A nadie se le puede borrar de una lista que no existe…
La Iglesia Católica no es una institución que mantiene ficheros de sus “afiliados” de la misma manera que una madre no lleva un archivo de sus hijos. La Iglesia lleva a sus hijos en lo profundo de su corazón y también los miembros de la Iglesia llevamos a los demás hermanos en nuestro corazón. El “carnet” de pertenencia a la Iglesia Católica es la fe en el Señor resucitado y el amor al prójimo…

Los datos que la Iglesia ofrece sobre el número de sus miembros son los obtenidos mediante encuestas y estudios que realiza la propia Iglesia española a través de la Oficina de Estadística y sociología de la Iglesia.
También el Estado ofrece periódicamente estadísticas del número de personas que dicen profesar una determinada fe religiosa dentro de la sociedad civil. Vea, por ejemplo, el Barómetro mensual de opinión elaborado por el CIS .

La Iglesia no recibe ningún dinero público ni subvención alguna por el número de sus “afiliados” o miembros, como es el caso de otros grupos sociales. El sostenimiento de la Iglesia la hacemos los propios católicos y las personas de buena voluntad que, sin ser católicos, entienden la inmensa obra social que realiza nuestra Iglesia. En los próximos años la Iglesia española logrará su completa autofinanciación.
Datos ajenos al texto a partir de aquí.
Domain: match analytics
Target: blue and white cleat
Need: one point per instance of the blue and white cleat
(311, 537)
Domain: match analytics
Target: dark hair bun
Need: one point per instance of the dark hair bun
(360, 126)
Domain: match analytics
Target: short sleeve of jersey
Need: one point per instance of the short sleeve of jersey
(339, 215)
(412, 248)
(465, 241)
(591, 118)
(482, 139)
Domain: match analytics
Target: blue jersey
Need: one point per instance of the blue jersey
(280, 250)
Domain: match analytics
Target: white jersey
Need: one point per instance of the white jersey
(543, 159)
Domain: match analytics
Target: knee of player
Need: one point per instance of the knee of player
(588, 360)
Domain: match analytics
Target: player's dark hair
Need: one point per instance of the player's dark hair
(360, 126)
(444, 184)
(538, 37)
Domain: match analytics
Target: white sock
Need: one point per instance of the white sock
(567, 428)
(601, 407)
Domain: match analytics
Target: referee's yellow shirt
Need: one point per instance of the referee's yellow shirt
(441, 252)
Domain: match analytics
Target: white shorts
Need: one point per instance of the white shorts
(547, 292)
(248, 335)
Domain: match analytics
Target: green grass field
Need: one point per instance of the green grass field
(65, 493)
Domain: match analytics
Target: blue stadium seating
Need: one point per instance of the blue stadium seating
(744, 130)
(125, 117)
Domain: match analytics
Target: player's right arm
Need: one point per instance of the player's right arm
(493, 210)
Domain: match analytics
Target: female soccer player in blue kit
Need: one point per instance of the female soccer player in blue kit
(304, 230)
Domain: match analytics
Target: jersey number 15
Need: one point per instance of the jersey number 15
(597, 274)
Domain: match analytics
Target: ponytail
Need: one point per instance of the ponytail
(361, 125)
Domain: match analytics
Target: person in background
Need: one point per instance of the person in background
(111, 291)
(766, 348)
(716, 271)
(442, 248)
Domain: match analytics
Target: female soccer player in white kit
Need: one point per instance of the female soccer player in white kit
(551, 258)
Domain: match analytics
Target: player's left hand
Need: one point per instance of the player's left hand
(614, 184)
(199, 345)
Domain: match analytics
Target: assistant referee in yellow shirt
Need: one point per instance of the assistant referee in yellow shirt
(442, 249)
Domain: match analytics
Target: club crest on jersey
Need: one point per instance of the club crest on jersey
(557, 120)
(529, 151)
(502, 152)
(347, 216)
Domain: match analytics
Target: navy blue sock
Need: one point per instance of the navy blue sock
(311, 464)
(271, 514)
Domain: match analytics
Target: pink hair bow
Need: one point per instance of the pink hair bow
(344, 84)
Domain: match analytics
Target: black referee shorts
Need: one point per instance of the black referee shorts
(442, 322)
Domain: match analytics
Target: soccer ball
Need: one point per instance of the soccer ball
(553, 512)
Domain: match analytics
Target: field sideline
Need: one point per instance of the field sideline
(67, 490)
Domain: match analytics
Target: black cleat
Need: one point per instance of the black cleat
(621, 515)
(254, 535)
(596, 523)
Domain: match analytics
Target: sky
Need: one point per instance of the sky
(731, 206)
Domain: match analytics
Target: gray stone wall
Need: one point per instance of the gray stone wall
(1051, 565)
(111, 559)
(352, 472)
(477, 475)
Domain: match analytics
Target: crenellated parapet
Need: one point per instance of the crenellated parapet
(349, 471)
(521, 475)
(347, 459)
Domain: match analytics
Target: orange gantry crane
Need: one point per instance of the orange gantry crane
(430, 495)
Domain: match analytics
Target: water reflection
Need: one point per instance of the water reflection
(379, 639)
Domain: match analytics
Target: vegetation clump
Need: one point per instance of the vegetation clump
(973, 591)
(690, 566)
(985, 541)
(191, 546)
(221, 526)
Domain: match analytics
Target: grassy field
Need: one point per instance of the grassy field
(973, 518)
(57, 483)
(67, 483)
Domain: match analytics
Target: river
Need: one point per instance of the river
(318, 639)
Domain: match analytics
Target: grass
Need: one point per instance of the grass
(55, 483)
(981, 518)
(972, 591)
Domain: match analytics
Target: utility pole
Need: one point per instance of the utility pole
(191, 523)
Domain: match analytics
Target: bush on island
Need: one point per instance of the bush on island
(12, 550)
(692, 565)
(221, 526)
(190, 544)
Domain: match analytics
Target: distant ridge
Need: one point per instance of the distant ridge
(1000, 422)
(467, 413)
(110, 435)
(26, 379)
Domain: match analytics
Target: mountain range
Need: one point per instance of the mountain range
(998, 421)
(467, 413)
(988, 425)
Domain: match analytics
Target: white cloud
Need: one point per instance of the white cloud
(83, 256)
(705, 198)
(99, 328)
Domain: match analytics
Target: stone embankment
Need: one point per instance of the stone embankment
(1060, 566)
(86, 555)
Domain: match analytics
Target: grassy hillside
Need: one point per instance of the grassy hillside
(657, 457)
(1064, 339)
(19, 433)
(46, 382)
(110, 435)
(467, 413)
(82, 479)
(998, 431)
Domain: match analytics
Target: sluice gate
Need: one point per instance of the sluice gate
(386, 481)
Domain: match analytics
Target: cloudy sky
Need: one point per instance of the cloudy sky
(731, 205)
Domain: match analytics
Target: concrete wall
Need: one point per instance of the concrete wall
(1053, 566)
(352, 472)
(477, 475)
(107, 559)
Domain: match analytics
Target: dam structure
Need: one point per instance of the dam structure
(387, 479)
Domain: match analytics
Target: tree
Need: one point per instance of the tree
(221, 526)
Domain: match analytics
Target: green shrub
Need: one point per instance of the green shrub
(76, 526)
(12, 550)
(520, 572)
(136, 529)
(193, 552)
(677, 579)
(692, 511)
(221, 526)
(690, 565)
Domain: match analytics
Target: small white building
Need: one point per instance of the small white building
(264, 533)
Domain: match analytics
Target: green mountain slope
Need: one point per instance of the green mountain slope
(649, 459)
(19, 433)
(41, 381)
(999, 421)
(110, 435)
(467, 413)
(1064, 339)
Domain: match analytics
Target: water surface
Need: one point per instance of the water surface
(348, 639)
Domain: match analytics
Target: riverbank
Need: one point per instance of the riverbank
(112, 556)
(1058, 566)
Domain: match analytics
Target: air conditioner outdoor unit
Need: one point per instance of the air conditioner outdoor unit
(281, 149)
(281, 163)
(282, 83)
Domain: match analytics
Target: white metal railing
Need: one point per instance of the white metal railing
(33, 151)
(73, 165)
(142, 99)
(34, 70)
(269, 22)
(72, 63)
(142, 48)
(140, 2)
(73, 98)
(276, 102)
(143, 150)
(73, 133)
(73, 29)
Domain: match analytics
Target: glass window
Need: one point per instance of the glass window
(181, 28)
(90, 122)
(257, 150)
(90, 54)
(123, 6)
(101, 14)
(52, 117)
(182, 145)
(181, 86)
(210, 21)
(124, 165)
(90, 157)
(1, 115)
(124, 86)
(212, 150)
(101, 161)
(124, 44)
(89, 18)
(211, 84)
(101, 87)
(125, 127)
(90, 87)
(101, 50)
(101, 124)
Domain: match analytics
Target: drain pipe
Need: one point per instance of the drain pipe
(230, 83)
Nadie puede pertenecer a ningún grupo contra su voluntad, eso lo defendemos los católicos ya que lo que no queremos para nosotros tampoco lo queremos para los demás. Dos ejemplos de ejercicios de libertad son la capacidad de los padres o alumnos para rechazar la asignatura de religión en la escuela, o la de rechazar la asignatura de la “educación para la ciudadanía”. El mismo derecho asiste a unos y a otros.

Si usted de manera consciente y libre rechaza la fe católica nadie le va a imponer que se cuente como uno de los miembros de la Iglesia Católica. Los católicos defendemos la libertad de elección, la nuestra y la de los demás…

Hay personas que solicitan que se les “borre” de la Iglesia, es más, que se anule su acta de bautismo, como si nunca fueron bautizados, como algo que nunca existió… ¿Es esto posible? La Agencia de Protección de Datos nos contesta:

¿Cómo puedo solicitar la cancelación de mis datos a la Iglesia Católica?
En el caso de la Iglesia Católica, ésta no posee datos de sus miembros, ni relación alguna de ellos, puesto que el asiento en el Registro Bautismal no es identificable con la pertenencia a la Iglesia Católica.
Cuestión distinta es el Registro que pueda llevar las parroquias, en el que se pueden registrar determinados datos de los feligreses, en cuyo caso, el interesado sí podrá ejercitar el derecho de cancelación, conforme dispone la Ley Orgánica 15/1999.


Estar bautizado no es señal exclusiva de ser católico ya que, por ejemplo, muchas personas bautizadas profesan hoy otras religiones, incluso la increencia, sin mayor detrimento del “número” de miembros de la Iglesia Católica. Nosotros no contabilizamos a nuestros miembros ni les damos ningún carnet o señal de pertenencia a nuestra Iglesia. Sí dejamos constancia histórica de los sacramentos que recibimos dentro del proceso del crecimiento y formación cristiana, pero eso no significa pertenencia a nuestro grupo religioso. Ocurre lo mismo en el ámbito civil. Si una persona solicita que le borren del registro de nacimientos porque ha pedido otra nacionalidad… lo más que pueden hacer es indicar en una nota marginal la voluntad de abandonar la nacionalidad, en ningún caso destruir el testimonio escrito de la inscripción histórica de nacimiento… Los acontecimientos históricos, nos guste o no, no podemos olvidarlos como si nunca hubiesen existido…

Si usted ha facilitado algún dato personal a su parroquia para una gestión concreta (apuntarse a un grupo, apuntarse a catequesis…)  sí puede ejercer el derecho de cancelación tal y como señala la legislación vigente.